When the groundhog pokes his nose out of the hole on February 2—and he does tend to do that, on that day, bizarre human traditions or no—he ain’t in search of his shadow, to determine whether winter shall six weeks more last.

Instead, he’s doing what human where the women atmales most do, when they poke their noses out of their holes.

He’s looking for a woman.

Many male groundhogs do come out of their burrow on Groundhog Day, but not to see their shadow, said Stam Zervanos, an emeritus professor of biology at Penn State Berks, in Reading.

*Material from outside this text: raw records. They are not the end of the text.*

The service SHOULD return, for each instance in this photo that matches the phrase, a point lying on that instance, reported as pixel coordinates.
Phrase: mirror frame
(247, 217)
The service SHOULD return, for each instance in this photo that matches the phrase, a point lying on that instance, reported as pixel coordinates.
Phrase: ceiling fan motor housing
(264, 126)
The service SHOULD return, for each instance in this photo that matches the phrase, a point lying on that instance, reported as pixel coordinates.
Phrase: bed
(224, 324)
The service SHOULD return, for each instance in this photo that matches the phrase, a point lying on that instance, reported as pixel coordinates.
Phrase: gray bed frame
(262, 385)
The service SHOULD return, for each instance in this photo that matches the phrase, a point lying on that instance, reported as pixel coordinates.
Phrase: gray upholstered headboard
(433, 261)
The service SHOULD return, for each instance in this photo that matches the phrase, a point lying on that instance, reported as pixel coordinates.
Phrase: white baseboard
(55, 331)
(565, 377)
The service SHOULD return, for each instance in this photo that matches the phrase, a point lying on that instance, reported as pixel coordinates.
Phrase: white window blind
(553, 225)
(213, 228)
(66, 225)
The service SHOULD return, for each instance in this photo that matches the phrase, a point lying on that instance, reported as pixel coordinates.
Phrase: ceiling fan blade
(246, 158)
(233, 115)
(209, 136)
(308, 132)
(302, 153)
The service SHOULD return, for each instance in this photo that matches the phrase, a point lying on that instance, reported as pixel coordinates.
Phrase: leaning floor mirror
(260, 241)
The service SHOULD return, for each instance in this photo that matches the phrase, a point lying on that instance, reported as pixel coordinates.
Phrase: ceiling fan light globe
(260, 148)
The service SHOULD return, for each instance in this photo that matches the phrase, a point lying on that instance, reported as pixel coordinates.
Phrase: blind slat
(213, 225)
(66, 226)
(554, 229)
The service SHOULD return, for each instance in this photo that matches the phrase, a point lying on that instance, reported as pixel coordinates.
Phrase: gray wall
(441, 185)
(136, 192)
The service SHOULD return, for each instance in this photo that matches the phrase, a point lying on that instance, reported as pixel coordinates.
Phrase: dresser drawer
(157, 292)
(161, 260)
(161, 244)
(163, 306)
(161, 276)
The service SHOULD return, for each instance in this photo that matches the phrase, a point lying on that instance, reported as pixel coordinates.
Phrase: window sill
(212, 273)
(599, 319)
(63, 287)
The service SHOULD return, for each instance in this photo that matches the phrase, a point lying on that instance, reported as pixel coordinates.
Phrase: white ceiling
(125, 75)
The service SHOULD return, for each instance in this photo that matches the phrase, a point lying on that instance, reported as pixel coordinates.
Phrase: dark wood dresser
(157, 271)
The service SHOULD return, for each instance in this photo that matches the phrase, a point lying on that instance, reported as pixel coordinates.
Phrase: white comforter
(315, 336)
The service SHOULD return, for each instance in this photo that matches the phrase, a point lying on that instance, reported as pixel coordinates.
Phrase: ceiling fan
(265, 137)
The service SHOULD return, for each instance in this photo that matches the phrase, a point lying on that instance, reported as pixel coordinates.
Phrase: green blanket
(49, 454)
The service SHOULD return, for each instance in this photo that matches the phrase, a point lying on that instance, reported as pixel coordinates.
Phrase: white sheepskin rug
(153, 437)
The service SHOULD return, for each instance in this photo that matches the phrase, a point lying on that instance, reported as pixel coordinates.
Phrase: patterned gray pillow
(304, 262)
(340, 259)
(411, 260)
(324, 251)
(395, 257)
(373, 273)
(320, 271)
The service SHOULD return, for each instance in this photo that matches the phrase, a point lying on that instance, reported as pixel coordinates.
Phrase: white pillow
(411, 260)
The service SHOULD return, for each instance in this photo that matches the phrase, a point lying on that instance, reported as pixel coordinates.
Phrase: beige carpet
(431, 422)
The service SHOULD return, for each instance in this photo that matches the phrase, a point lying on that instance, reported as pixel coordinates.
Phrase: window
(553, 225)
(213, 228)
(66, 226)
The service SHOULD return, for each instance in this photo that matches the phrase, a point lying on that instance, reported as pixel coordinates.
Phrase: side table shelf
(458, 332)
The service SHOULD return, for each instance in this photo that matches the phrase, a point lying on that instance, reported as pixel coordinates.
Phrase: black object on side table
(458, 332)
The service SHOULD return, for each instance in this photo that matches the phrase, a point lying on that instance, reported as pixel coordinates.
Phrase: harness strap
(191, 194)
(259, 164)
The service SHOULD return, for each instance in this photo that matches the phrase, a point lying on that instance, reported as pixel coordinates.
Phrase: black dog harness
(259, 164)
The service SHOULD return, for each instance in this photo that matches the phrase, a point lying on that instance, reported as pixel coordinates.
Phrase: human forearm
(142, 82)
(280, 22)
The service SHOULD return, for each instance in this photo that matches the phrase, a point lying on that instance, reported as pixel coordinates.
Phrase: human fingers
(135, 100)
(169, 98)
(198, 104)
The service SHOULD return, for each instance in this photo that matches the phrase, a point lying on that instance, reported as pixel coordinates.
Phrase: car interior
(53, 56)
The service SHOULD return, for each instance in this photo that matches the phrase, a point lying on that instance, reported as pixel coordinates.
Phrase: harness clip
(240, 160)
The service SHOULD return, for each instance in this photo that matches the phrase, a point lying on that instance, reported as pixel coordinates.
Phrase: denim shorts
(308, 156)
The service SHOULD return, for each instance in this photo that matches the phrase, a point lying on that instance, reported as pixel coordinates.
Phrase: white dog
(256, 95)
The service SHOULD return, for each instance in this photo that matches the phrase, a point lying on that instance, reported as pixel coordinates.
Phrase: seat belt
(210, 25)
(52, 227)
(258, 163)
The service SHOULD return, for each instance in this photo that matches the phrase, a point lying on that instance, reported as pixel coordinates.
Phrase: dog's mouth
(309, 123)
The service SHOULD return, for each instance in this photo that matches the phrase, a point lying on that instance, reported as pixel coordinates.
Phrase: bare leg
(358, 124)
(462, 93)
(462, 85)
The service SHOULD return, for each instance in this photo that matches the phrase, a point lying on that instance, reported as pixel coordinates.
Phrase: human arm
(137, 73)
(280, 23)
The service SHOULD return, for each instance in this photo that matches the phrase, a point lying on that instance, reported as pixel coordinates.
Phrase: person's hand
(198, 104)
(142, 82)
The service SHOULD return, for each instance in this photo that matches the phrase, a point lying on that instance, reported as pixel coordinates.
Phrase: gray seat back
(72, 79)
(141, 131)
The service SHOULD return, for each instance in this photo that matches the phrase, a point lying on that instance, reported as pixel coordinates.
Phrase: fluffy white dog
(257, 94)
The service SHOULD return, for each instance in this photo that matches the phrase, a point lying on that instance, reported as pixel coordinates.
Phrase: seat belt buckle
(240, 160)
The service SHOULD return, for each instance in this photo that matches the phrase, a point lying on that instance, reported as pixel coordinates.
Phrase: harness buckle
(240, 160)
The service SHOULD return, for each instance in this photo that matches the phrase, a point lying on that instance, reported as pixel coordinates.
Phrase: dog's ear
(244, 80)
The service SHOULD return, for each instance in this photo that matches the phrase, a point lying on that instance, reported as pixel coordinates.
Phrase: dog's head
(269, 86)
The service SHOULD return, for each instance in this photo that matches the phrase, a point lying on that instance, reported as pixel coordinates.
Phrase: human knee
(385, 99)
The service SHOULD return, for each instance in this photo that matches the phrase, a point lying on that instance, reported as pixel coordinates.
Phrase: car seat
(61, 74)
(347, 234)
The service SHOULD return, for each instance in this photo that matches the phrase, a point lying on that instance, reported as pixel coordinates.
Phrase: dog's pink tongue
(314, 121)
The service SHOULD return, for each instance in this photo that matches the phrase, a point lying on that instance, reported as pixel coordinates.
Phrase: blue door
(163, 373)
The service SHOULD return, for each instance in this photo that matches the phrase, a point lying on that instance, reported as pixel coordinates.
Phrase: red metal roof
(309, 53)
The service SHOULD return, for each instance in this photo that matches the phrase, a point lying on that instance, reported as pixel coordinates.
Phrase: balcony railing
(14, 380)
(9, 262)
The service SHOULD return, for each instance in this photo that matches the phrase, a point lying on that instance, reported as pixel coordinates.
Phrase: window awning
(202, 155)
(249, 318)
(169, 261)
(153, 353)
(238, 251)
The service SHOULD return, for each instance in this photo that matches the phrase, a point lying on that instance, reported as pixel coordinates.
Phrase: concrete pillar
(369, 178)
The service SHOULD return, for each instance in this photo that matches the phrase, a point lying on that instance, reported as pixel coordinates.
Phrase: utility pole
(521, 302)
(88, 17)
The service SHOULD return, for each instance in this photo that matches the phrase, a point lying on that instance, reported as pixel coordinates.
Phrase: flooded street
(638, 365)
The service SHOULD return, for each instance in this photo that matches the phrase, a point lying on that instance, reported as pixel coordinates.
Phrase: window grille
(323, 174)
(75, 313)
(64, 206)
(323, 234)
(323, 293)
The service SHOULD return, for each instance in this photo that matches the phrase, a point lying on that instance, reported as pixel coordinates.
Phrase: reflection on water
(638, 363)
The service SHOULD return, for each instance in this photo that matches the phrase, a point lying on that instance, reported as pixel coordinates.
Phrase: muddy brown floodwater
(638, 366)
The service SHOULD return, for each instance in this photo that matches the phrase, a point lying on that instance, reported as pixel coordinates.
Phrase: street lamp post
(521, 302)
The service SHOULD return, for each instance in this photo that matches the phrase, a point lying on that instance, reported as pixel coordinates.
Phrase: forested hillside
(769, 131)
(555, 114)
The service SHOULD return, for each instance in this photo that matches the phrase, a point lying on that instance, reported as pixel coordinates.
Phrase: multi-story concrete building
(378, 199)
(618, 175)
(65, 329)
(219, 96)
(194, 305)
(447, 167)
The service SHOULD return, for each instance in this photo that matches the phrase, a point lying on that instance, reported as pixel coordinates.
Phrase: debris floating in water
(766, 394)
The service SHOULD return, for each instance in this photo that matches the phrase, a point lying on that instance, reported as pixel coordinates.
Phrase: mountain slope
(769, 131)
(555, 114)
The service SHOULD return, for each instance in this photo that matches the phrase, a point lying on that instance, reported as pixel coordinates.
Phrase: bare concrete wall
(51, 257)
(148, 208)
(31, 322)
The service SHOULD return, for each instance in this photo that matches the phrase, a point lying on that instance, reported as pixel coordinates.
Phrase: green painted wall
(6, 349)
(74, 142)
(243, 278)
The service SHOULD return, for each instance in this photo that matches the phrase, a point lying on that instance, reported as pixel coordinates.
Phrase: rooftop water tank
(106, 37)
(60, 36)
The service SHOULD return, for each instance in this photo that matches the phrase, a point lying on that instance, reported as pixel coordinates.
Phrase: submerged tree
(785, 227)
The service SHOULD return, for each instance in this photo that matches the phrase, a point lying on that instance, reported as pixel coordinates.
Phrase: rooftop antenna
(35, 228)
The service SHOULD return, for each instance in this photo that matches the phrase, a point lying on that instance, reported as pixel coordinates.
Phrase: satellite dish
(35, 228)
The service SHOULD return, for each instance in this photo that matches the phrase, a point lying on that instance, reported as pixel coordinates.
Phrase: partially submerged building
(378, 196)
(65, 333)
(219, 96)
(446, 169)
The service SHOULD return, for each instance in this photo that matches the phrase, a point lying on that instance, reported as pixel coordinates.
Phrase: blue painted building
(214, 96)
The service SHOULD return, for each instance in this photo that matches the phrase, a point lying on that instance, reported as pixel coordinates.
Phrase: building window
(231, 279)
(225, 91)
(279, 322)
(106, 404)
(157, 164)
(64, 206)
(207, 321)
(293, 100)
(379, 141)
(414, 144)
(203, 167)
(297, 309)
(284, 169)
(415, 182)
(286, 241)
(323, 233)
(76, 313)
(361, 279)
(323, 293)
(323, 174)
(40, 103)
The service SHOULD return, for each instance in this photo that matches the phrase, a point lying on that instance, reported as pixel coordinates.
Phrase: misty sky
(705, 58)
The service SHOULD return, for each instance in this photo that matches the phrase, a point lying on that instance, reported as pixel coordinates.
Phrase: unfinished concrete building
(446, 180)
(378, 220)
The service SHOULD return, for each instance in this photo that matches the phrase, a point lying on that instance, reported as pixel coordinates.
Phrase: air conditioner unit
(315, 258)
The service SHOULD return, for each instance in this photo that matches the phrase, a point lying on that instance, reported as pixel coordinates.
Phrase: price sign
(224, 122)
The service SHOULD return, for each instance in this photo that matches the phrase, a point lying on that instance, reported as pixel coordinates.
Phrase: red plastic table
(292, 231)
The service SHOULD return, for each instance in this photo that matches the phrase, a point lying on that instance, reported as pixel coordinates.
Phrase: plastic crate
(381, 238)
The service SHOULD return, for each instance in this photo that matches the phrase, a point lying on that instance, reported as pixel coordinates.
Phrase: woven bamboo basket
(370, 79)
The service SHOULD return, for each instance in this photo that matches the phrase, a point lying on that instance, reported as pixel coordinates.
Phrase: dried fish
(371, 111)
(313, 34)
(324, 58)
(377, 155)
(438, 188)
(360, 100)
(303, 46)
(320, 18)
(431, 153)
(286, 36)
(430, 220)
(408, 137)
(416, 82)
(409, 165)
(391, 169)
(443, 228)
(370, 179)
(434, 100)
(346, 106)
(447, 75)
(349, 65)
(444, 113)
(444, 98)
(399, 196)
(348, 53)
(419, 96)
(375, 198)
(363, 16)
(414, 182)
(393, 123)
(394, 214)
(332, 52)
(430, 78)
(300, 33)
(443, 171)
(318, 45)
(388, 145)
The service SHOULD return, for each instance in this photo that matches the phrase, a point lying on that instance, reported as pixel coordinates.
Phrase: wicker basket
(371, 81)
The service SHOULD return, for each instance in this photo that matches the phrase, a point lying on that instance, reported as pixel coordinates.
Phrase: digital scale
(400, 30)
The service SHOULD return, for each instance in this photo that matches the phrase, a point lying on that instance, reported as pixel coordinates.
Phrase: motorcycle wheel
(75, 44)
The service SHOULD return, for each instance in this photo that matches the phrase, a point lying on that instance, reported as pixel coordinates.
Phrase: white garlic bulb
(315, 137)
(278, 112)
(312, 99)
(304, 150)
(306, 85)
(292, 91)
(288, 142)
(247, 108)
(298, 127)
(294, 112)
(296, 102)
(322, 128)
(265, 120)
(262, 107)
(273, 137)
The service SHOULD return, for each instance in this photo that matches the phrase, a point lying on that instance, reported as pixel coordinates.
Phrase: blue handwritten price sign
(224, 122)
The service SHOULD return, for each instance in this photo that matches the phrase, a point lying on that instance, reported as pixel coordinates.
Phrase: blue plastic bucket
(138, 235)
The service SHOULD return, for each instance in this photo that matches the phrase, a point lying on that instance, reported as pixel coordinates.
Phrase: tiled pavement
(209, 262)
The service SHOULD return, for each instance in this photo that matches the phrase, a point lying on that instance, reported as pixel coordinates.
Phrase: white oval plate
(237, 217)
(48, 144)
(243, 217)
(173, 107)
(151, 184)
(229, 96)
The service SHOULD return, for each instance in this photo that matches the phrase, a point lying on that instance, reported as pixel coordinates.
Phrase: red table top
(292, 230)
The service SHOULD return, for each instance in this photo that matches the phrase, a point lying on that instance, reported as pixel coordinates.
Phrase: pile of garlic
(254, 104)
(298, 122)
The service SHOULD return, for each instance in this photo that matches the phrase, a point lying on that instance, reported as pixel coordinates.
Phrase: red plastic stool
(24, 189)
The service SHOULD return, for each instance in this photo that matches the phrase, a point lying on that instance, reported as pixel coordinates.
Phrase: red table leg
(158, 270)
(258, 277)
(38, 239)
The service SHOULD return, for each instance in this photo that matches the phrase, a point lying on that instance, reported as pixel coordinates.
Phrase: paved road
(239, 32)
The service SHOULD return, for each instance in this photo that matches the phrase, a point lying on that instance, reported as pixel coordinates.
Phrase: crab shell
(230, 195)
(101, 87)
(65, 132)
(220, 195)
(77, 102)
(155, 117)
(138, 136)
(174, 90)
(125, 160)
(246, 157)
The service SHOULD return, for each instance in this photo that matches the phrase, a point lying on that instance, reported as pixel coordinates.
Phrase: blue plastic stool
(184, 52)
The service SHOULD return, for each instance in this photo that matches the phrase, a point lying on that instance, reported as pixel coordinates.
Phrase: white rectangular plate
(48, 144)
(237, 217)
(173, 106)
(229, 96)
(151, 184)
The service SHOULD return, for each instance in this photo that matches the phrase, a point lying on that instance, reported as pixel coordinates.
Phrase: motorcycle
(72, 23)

“At this time of year, males emerge from their burrows to start searching for the females,” he explained. “The females come out probably seven days later and stay just outside of their burrow or maybe just inside their burrow.” After the males determine where the females are, both sexes “go back to their winter burrows and spend a little more time in hibernation.

“In March, they all emerge together, and that’s when mating occurs,” he said. “The males know exactly where the females are, [so] mating can occur very rapidly.”

As for why Americans have a holiday called Groundhog Day, where they yank groundhogs out of the earth and pretend to commune with them, to receive their wisdom as to whether they perceived their shadow—which, if they did, means winter shall howl for six weeks more—apparently this is the fault of the Germans.

Back on the Olde Sod, Germans have their Candlemas, a mid-winter holiday featuring a hedgehog as a weather forecaster. However, when Germans streamed into Pennsylvania, they found no hedgehogs. They did find groundhogs. So they decided groundhogs would be the New World wizards in predicting the duration of winter.

As German diversions go, I guess, this is not a particularly bad one. Certainly beats serving meals consisting of blood, hooves, and pickled cabbage. Or killing half the people in Europe.